The statutory context and purpose reinforce this conclusion. FEHBA concerns “benefits from a federal health insurance plan for federal employees that arise from a federal law.” Bell v. Blue Cross & Blue Shield of Okla., 823 F. 3d 1198, 1202. Strong and “distinctly federal interests are involved,” Empire HealthChoice Assurance, Inc. v. McVeigh, 547 U. S. 677, in uniform administration of the program, free from state interference, particularly in regard to coverage, benefits, and payments. The Federal Government also has a significant financial stake in subrogation and reimbursement. Pp. 6–8.
(b) McVeigh’s suggestion that §8902(m)(1) has two “plausible” interpretations, 547 U. S., at 698, Nevils asserts, supports application of the presumption against preemption here. But the Court never chose between the two readings set out in McVeigh, because doing so was not pertinent to the discrete question whether federal courts have subject-matter jurisdiction over FEHBA reimbursement actions. Having decided in McVeigh that §8902(m)(1) is a “choice-of-law prescription,” not a “jurisdiction-conferring provision,” id., at 697, the Court had no cause to consider §8902(m)(1)’s text, context, and purpose, as it does here. Pp. 8–9.

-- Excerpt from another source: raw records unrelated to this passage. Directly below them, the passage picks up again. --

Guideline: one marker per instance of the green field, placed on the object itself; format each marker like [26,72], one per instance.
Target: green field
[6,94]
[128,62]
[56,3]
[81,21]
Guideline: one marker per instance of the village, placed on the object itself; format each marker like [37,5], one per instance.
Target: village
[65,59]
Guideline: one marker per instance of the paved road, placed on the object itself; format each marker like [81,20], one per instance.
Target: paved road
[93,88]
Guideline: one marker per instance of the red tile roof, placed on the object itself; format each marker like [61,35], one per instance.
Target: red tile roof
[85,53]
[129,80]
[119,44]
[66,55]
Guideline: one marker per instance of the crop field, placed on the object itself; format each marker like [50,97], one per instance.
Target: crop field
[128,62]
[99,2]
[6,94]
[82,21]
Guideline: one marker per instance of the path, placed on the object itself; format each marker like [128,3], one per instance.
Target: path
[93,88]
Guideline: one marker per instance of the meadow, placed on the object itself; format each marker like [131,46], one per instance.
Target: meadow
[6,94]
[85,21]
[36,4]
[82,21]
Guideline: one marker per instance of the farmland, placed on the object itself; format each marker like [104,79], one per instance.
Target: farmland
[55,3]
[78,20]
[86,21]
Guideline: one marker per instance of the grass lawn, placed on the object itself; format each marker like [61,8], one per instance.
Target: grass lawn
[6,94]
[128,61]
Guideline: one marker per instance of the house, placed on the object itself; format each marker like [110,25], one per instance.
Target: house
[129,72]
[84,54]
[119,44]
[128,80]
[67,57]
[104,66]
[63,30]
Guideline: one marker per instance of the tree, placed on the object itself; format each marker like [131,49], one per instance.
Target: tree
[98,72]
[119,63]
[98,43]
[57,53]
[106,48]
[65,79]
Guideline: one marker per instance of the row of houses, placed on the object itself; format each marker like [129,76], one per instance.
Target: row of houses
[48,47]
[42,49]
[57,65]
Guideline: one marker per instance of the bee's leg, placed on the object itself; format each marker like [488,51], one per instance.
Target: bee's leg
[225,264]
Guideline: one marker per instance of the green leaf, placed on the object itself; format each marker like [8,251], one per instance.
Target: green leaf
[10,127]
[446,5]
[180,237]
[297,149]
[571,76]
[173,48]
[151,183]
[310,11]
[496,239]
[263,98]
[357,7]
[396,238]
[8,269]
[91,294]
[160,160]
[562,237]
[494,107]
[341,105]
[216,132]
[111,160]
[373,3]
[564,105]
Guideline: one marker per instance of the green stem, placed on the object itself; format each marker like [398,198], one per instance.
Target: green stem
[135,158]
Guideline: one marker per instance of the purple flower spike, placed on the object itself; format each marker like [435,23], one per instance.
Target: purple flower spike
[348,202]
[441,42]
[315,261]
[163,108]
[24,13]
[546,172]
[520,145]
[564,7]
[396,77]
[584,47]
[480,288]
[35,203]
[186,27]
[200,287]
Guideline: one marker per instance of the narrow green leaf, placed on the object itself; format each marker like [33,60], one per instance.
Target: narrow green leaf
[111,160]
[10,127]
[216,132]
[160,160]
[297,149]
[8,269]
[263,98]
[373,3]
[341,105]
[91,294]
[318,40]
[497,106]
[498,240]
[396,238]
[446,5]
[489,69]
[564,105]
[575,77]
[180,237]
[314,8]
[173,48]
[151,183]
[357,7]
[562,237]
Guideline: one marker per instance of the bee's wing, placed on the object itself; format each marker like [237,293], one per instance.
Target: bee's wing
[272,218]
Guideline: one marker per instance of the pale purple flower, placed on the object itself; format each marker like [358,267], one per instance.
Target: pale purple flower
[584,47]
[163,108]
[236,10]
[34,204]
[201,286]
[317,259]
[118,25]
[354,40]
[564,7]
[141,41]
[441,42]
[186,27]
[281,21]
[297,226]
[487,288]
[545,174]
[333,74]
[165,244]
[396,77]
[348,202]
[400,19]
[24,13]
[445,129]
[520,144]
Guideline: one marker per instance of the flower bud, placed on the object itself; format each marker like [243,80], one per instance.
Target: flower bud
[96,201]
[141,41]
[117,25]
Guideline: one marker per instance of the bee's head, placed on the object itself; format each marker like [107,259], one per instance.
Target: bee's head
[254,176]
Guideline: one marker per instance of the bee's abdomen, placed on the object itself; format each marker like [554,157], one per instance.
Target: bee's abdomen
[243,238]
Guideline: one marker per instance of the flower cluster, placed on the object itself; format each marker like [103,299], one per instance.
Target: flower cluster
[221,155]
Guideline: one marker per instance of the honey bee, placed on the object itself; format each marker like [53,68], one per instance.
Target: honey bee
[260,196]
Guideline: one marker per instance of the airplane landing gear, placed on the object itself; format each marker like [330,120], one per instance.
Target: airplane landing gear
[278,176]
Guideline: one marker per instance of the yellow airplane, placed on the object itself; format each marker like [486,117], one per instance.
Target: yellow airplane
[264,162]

2. The regime Congress enacted is compatible with the Supremacy Clause. The statute itself, not a contract, strips state law of its force. FEHBA contract terms have preemptive force only if they fall within §8902(m)(1)’s preemptive scope. Many other federal statutes found to preempt state law, including the Employee Retirement Income Security Act of 1974 and the Federal Arbitration Act, leave the context-specific scope of preemption to contractual terms. While §8902(m)(1)’s phrasing may differ from those other statutes’, FEHBA’s express-preemption provision manifests the same intent to preempt state law. Pp. 9–11.
492 S. W. 3d 918, reversed and remanded.
Ginsburg, J., delivered the opinion of the Court, in which all other Members joined, except Gorsuch, J., who took no part in the consideration or decision of the case. Thomas, J., filed a concurring opinion.